WHERE: Wilmette, Kenilworth

WHAT: villages, parks, school districts

Updated: February 19, 2013 12:23PM

WILMETTE — Officials who peered into 2013 at the end of 2012 said their “to-do” lists this year will include managing development and building projects, guarding public safety and the public purse, and keeping a wary eye on Springfield all the while.

“This will be one of the busiest years we’ve had recently,” Wilmette Park District President Jim Brault said, with administrators juggling four separate projects.

First, the district will shut its Centennial ice rinks down between April and the end of August to do a $2 million upgrade of the complex’s refrigeration and HVAC systems. Then the Wilmette Golf Course is set to close in August and reopen in 2014 after its $2 million upgrade, Brault said.

The district may also build a four-court paddle tennis facility at West Park for at least $1.2 million, he said, and officials also hope to complete the district’s long-mulled Lakefront Master Plan this year.

Wilmette School District 39 Superintendent Raymond Lechner said science will be big in 2013; both completing the expansion of Wilmette Junior High School’s science facilities, and completing the five-year phased rollout of the district’s new science curriculum.

District administrators will expand Mandarin Chinese education availability, currently open to fifth grade students, to sixth grade classes, Lechner said.
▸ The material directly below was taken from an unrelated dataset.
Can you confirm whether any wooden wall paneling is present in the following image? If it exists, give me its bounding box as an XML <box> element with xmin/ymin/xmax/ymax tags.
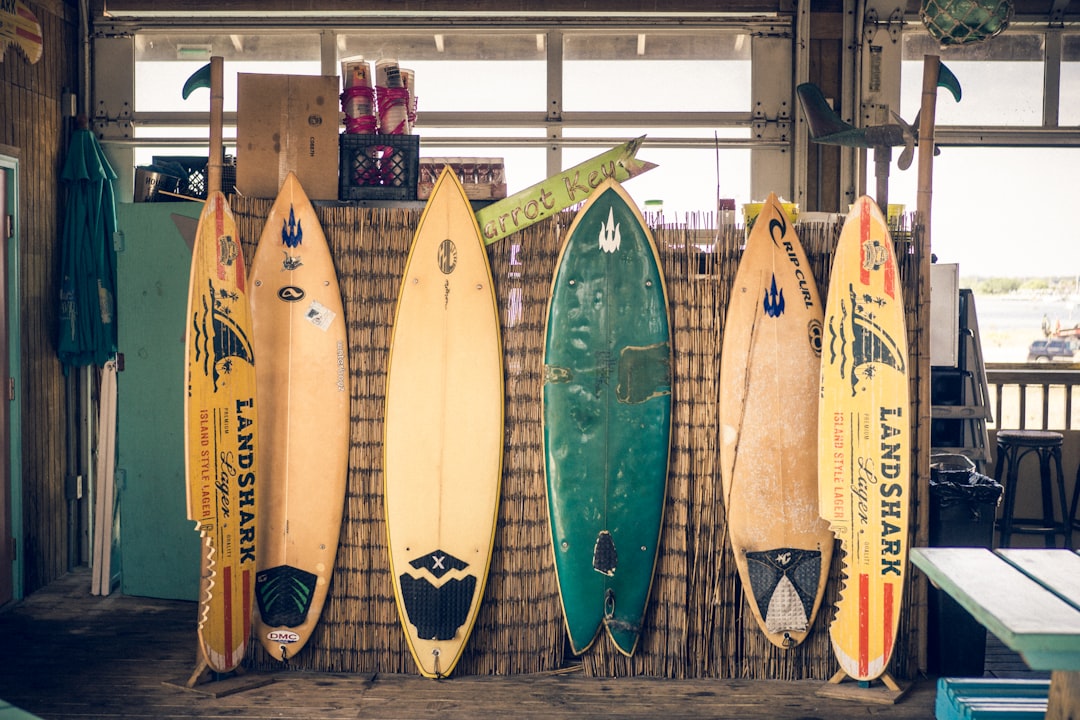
<box><xmin>0</xmin><ymin>0</ymin><xmax>78</xmax><ymax>594</ymax></box>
They will also continue to gearing up for changes in core education standards set for 2014,

More worrisome is the potential shift of teachers’ pension liability from the state to local districts, he said: “How we would pay for that is my prime concern.”

Wilmette Village President Chris Canning said how Springfield legislators decide to handle its public safety pensions will also affect local governments.
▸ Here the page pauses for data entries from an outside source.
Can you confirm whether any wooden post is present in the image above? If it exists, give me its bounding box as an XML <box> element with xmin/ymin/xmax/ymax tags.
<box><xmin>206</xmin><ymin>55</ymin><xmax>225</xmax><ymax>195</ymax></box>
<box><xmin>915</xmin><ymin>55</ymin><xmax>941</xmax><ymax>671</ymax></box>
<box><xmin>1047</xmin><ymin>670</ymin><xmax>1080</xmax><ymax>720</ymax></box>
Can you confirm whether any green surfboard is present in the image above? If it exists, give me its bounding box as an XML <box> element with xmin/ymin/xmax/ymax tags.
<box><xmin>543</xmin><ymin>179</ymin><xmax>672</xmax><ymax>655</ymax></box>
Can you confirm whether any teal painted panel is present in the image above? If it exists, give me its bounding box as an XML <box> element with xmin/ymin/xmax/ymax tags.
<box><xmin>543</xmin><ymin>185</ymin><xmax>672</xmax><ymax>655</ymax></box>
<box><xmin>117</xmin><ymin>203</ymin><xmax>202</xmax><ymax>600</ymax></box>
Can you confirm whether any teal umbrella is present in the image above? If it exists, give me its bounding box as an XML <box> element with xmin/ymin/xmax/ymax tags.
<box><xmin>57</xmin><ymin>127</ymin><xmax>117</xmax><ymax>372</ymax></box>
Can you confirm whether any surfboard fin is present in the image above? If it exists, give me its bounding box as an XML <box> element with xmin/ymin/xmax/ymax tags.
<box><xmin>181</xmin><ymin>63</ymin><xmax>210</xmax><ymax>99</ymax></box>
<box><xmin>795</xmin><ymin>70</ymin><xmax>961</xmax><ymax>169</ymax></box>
“Every day that (public safety pension reform) doesn’t occur has a short and long term impact on the village’s financial situation,” he said.

Even a change in teachers’ pensions impacts the village, because “It puts a greater burden on our residents, making it harder for all of us to raise the funds we need to deliver services residents expect us to provide,” Canning added.

Outside of pension and revenue uncertainties, however, Canning said Wilmette can look forward to positive developments this year. That includes the start of construction on the proposed Marriott Hotel in west Wilmette, and progress on the multi-story commercial-residential project proposed for 611 Green Bay Road.

At least one change is in the works for the village’s police department, Police Chief Brian King said. Its communication center, which has been in operation since 1968, will get a new radio console and 911 emergency system. The new console will replace one purchased in 1991. The current 911 phone system has been in operation since 1992.

King said his department will also step up its heroin education and awareness programs this year, in the face of increasing heroin-related police activity.

In neighboring Kenilworth, village officials will work this year to determine how best to upgrade aging infrastructure without the financial flexibility of home rule status, Village Manager Patrick Brennan said.